Older couple adopts baby
DEAR AMY >> My husband and I recently adopted a sweet baby boy.
We started out as foster parents with parental reunification as the goal. Unfortunately, the parents were not able to satisfy the requirements of the social agencies involved, and none of his other relatives were able to adopt him.
Due to our age (in our 60’s), we were doubtful the judge would grant our request to adopt our son, but we have since learned that there are grandparents and even greatgrandparents adopting children.
Fortunately, the judge recognized the bond we all had and allowed us to adopt this dear baby.
This was a long and very stressful process, but for the love and safety of this child we would do it all over again.
My question is this: When we are out in public, people will inevitably ask, “grandson?”
When we say, “parents” people are understandably shocked.
Should we just ignore the incredulous looks or say, “adoptive parents?”
It is very important to us that this baby boy does not feel any less than our own biological child.
How should we respond? — Older, Wiser,
Happier
DEAR HAPPIER >> In adopting your son, you’ve joined the growing demographic of elders raising children.
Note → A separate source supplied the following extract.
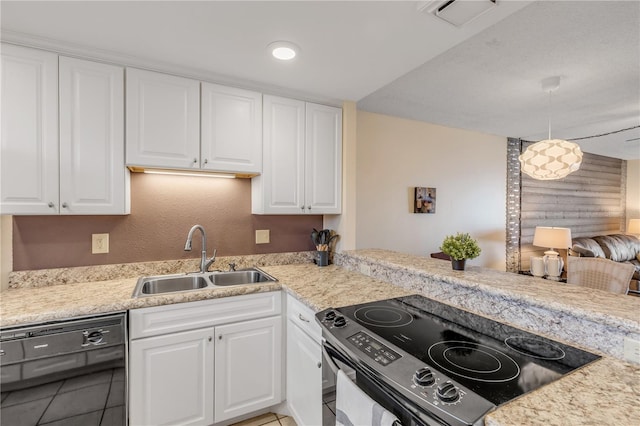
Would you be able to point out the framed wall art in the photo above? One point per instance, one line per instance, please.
(424, 200)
Almost 3 million American grandparents have full responsibility for raising grandchildren; countless other grandparents, greatgrandparents, and other elders provide part-time childcare.
In terms of responding to people who assume you are grandparents, while your son is young you might say, “We’re parents! The adoption came through last year.” When your son is older and aware of the question, you can simply respond brightly, “We’re not grandparents — we’re his proud parents!”
Make sure to include your son in his adoption story starting now. He’s likely to encounter this question many times, from a different angle.
Even when this query is annoying, I hope you will always lead with your joy.